UzunHikâye Öykü, inceleme, eleştiri



Bir Öneri

28 Eyl 2011
Mehmet Sürücü

İlk onunla tanışmam yıllar önce olmuştu. Bir şiir kitabıyla. Tuhaf bir adı vardı. Önce, adının bir dizgi yanlışına kurban gittiğini düşünmedim değil, sonra buna ihtimal vermedim pek, ama yine de tuhaftı adı; Pepetye

1990’lı yıllarda okumuştum. Şiirin en ciddiye alındığı yıllar yani. Gerçi o, her zaman öyleydi galiba. En dalgacı şiirde bile, alttan alta bir oturaklılık, bir her zaman yoldan çıkmaya, çıkartmaya hazır ciddiyet yok mudur? Belki o; hep içinde biraz bu sevinç ve neşe de olsa, en mahremimize seslendiği, dokunduğu için daha ciddi geldi bize… Papatya demek istememişti, doğru tahmin ettiniz. İçimizdeki, kaldığınca, çocuk yanımızın kalıntılarını arayan, onlara seslenen bir yanı vardı o şiirlerin.

Herneyse…

Sonra aradan geçen, yıllar ve başka kitaplardı. Bir film beni Saraybosna konusunda düşünmeye ve bir şeyler okumaya yöneltti: Savrseni krug(Kusursuz Çember).1997. Sonra da Akova’nın o güzelim kitabı, Yıkık Bir Çocuk Bahçesi Gibiydi Yüzü’nü okudum. İlk bölümde derlediği Saraybosna izlenimlerini, boğazımın ortasındaki, yukarı mı, aşağı mı, ne yana gideceğini bilemeyen bir yumruyla okudum. Film savaşın acımasızlığından önce, savaştaki çocukların, acıyı, ölümü, düşmanlığı kavrayamayan dünyası, yaşam treninin savaş, kin ve nefret nedeniyle, durmadan geçtiği çocukluk durağı üzerineydi.

Şiirler bizim için düşünmezler.

Şiirler bizim için hayal etmezler.

Bizim için, içine düşüp, gökyüzünü küçük bir nokta gibi göreceğimiz aydınlık, çukurlar, dehlizlerinde kaybolup, bir kelimeyi, küçük, parlak bir çakıl taşını, bazen başkasını, bazen kendimizi arayıp bulamayacağımız, kaybetmeye çalışacağımız umutlu labirentler de olurlar.

Kimi zaman bizi içten içe susmaz bir geveze, bazen de günlerce çıtıçıkmaz bir dilsiz yapan da onlardır. Biliyorum, neden acaba? Diyeceksiniz. Bu, şiirin ne olduğu, bizi neden böyle yaptığını hep düşündük, hep düşüneceksiniz…

""
Belki Akova’dan birkaç dize alıntılamanın tam zamanı.
beni bu kentten götür diyorsun
çünkü burada
gitgide azalıyor manolya ağaçları
ve parklarda öpüşmüyor artık aşıklar
yaralıları almamak için sürücüler
hızla geçiyorlar kaza yerinden
gerçeği savunan sesler zayıflıyor
kendi harflerine dökülüyor aydınlar

"Sevdiğim Kadın Adları Gibi 1.Kitap" adlı yapıtında yer almıştır.

O, ele avuca, tanıma, sözcüklere sığmayan bazı duyguları ne kadar da; titrek bir parmak ucuyla dokunulacak kadar yanımıza getirip bırakmış değil mi?
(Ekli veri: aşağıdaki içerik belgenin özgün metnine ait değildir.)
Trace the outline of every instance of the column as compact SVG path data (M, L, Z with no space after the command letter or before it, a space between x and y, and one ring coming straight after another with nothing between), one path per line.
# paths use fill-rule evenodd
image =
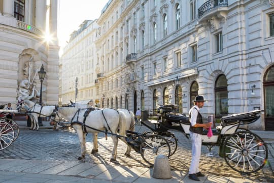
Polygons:
M3 1L3 15L13 17L13 1L4 0Z
M46 0L36 2L35 26L43 32L46 31Z
M50 33L53 38L57 38L58 1L50 0Z

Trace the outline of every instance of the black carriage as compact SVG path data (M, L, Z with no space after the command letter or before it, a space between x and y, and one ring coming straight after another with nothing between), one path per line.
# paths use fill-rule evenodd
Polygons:
M177 110L178 106L175 105L160 106L158 109L158 120L154 123L148 119L147 111L142 111L142 124L152 131L148 133L164 137L170 146L170 156L176 151L178 140L168 130L178 130L189 137L189 118L177 113ZM210 152L212 146L219 146L220 156L236 171L245 173L257 171L267 161L267 145L257 135L241 126L255 121L262 111L257 110L222 117L219 125L212 129L212 137L208 137L208 131L203 131L202 145L207 146ZM148 163L153 163L152 161Z

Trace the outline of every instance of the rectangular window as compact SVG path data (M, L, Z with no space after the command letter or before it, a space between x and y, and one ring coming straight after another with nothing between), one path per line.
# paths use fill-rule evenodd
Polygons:
M167 58L164 58L164 72L167 71Z
M269 15L270 36L274 36L274 13Z
M196 0L190 0L190 19L193 20L195 18Z
M141 67L141 79L144 79L144 67Z
M219 33L215 35L216 41L216 52L223 51L223 33Z
M192 62L197 61L197 45L191 47Z
M177 61L177 67L181 66L181 51L176 53L176 59Z

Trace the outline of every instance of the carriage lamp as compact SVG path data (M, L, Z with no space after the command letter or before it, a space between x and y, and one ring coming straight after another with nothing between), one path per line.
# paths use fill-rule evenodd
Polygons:
M176 76L176 80L175 80L175 84L176 84L176 86L179 86L179 85L178 76Z
M251 88L252 88L252 91L251 92L251 93L250 94L252 96L255 96L255 93L253 92L253 88L255 88L256 87L256 85L255 84L251 86Z
M39 79L40 79L41 82L41 86L40 86L40 99L39 100L39 104L42 106L42 86L43 86L43 81L45 79L45 76L46 76L46 71L44 69L44 65L42 64L40 70L38 71L38 75L39 75ZM42 118L40 117L38 117L38 124L40 126L43 126L43 124L42 123Z

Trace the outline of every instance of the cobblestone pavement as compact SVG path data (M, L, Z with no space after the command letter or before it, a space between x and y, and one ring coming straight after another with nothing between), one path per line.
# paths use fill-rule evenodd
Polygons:
M136 126L135 131L148 131L144 127ZM191 144L182 133L173 132L179 139L178 147L175 154L170 158L170 165L173 170L188 171L191 158ZM203 172L215 175L227 176L235 178L243 177L256 182L272 182L274 179L271 168L274 167L274 142L268 142L269 161L265 166L256 173L250 175L241 174L229 168L224 159L218 155L219 147L213 147L212 152L213 157L205 156L208 152L206 146L202 146L202 154L200 161L200 169ZM98 136L99 152L95 155L90 155L93 144L92 135L87 137L86 162L110 164L110 159L113 148L112 140L108 138L106 140L105 134ZM119 141L117 163L121 166L127 165L136 167L147 167L147 164L141 155L132 150L131 157L124 156L126 145ZM0 151L0 158L5 159L19 159L53 161L67 161L77 162L80 154L80 147L78 136L72 129L61 130L58 131L51 129L41 129L39 131L22 129L18 138L6 149Z

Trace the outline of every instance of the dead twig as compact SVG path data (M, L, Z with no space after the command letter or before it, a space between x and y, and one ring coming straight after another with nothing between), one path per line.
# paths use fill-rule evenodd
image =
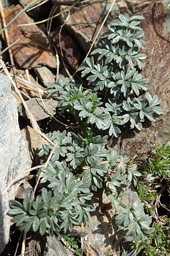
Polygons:
M86 60L86 59L87 58L87 57L88 57L88 55L90 55L90 52L91 52L91 49L92 49L92 48L93 48L93 47L94 47L94 44L95 44L95 42L96 41L97 38L98 36L99 36L99 34L100 34L100 31L101 31L101 30L103 27L104 26L104 23L105 23L105 22L106 22L106 20L107 19L107 18L108 18L108 16L109 16L109 15L110 11L112 11L112 8L113 8L113 5L114 5L115 2L116 2L116 0L113 0L112 3L112 5L111 5L111 6L110 6L110 8L109 8L109 10L108 10L108 13L107 14L107 15L106 15L105 18L104 19L103 22L102 22L102 24L101 24L101 26L100 26L100 28L99 28L99 31L97 32L97 34L96 34L96 36L95 36L95 39L94 39L94 42L92 42L92 45L91 46L88 52L87 52L87 55L86 55L86 57L85 57L85 59L84 59L84 61Z

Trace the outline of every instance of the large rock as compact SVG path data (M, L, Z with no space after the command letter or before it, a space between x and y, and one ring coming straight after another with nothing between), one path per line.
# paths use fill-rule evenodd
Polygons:
M83 53L81 52L79 46L76 40L63 28L61 32L60 42L59 30L50 33L50 38L58 50L59 53L64 58L66 63L72 70L75 70L83 60ZM62 51L62 52L61 51ZM82 56L81 56L82 53Z
M45 86L50 84L55 84L55 79L53 73L46 67L39 67L34 69L39 79Z
M100 3L90 3L81 8L74 7L70 10L69 18L67 12L62 13L60 15L61 22L65 23L66 27L76 39L85 52L87 52L89 49L112 2L112 0L106 0ZM126 5L124 1L116 2L108 20L120 13L120 9L124 9L126 7ZM66 8L68 9L68 6L61 6L61 11ZM99 36L107 30L106 23Z
M137 193L131 188L129 188L121 199L125 205L134 207L143 206ZM135 256L134 250L130 249L128 238L122 236L121 231L117 232L117 226L114 224L115 214L118 214L122 208L115 211L112 203L104 193L100 195L97 192L96 197L92 200L96 210L91 213L88 223L90 228L89 233L83 238L83 248L86 256L122 256L124 249L127 255ZM141 210L141 215L144 212Z
M143 15L141 27L144 31L144 52L147 55L142 71L148 78L149 92L163 100L163 116L156 122L148 123L140 133L125 133L116 148L120 154L130 158L143 151L147 152L153 147L170 141L170 10L167 9L168 1L132 3L133 11Z
M6 23L22 10L23 8L19 5L5 9L4 15ZM20 38L20 40L11 48L14 59L22 68L32 68L38 65L46 65L56 68L56 57L52 53L50 43L45 34L36 25L18 26L19 24L33 22L24 13L8 27L10 44Z
M52 115L56 114L56 109L57 106L57 101L44 99L42 102L40 98L33 98L27 101L26 103L29 110L37 121L42 120L43 119L51 116L47 110ZM45 108L44 107L44 105L45 106ZM18 112L20 116L23 117L26 119L28 118L26 110L22 104L20 104L19 106Z
M64 248L54 236L42 237L37 234L33 234L27 242L25 253L29 251L29 256L74 256L72 251Z
M8 78L0 75L0 195L22 172L31 168L27 142L23 139L18 122L16 101ZM9 200L14 199L19 181L0 200L0 253L8 243L11 225L7 215Z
Ben aslında bu yazıyı; Akgün Akova’nın netteki sitesini tanıtmak, önermek için yazacaktım. Birkaç satırlık bir şeyler düşünmüştüm. Sonra dağıldı gitti anlatacaklarım.

Ana sayfası
http://www.akgunakova.com/index.php

Denemeleri;(Saraybosna Kırmızısı 2 adlı denemeyi özellikle okumanızı öneririm-Sabah değil ama, gece- bir sevdalinka eşliğinde belki)
http://www.akgunakova.com/index.php?edebiyat&b=7

Şiirleri;
http://www.akgunakova.com/index.php?edebiyat&b=6

Radyo Programları;
http://www.akgunakova.com/index.php?radyoprogramlari

Deniz fenerleri adlı radyo programı konuşmasını, sonra diğer kısa kısa programları da dinleyince, bu linki sevgili Uzun Hikaye dostlarıyla paylaşmayı düşündüm.

Umarım beğenirsiniz.

Kategori:

Re: Bir Öneri

Ben, Akova!nın Caz Çiçeği şiirini çok severim. Sanırım sadece şiirlerinden bir kısmını okumuştum. Mehmet Sürücü bana bu şiiri tekrar hatırlattı ve Akova'ya daha yakından bakabilmeyi.